The compiler transforms data distribution specifications found in the Fortran 90D/HPF source (decomposition, distribute, align) into predefined mathematical distribution functions that determine the partitioning of data on the distributed memory system. We developed an algorithm to compile align directives to minimize communications. The compiler maps the data on abstract processor grids, then maps the processor grid efficiently on the underlying hardware topology to reduce the importance of underlying topology.
The compiler must recognize the presence of communication
patterns in the computations in order to generate appropriate
communication calls. Specifically, this involves a number of tests
on the relationships among subscripts of various arrays in a statement.
We designed an algorithm to detect communications and to generate
appropriate collective communication calls to execute array assignment
and statements on distributed memory machines.
The Fortran 90D/HPF compiler relies on a powerful runtime support system. The compiler replaces some of the explicit parallelism with calls to the parallel runtime system. The runtime support system consists of functions which can be called from the node programs of a distributed memory machine. We developed an easy-to-use interface to the runtime system.
Our compiler performs several types of communication and
computation optimization to maximize the performance of the
generated code.
Communication optimization can be classified as
Communication Hierarchy, Vectorized Communication,
Message Aggregation, Evaluating Expression,
Communication Parallelization, Communications Union,
Eliminate Unnecessary Communications and
Reuse of scheduling information. In addition, some
computation optimizations are developed for sequentialization of
statements such as Dependency, Loop Interchange,
Mask Insertion.
Some of these optimizations are validated with an example.
Empirical measurements show that the performance of the output of the Fortran 90D/HPF compiler for real world application programs is comparable to that of corresponding hand-written codes on the Intel iPSC/860 and Paragon.

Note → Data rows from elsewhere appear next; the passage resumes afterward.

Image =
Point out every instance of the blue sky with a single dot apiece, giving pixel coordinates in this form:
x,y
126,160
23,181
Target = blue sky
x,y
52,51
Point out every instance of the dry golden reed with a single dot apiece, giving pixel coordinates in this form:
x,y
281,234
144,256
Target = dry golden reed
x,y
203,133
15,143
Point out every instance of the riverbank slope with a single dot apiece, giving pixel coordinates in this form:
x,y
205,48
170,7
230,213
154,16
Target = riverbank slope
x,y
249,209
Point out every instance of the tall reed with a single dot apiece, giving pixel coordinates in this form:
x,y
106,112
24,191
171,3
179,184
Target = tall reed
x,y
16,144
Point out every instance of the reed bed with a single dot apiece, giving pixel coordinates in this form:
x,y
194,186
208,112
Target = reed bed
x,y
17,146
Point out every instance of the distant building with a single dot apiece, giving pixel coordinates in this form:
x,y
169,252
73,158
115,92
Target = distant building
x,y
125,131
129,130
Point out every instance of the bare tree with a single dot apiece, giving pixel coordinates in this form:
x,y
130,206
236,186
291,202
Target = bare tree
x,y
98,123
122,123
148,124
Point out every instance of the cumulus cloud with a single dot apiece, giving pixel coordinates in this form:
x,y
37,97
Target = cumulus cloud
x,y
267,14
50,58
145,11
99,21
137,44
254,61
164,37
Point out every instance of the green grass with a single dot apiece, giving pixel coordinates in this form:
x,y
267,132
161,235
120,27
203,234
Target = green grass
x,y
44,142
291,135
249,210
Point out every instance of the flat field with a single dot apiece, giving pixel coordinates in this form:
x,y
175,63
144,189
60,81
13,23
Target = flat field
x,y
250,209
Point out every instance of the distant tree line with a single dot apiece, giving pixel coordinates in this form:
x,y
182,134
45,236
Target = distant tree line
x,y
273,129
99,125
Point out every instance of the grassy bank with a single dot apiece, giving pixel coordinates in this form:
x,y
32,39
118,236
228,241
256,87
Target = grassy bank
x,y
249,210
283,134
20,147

We have indicated our confidence in the performance of the code generated by the compiler by publishing the absolute execution times of our benchmarks. We believe that our Fortran 90D/HPF compiler greatly improves programmer productivity. Fortran 90D/HPF programs are shorter, easier to write, and easier to debug than programs written in Fortran 77 with message passing. We have found that Fortran 90D/HPF makes it much easier to tune nontrivial programs.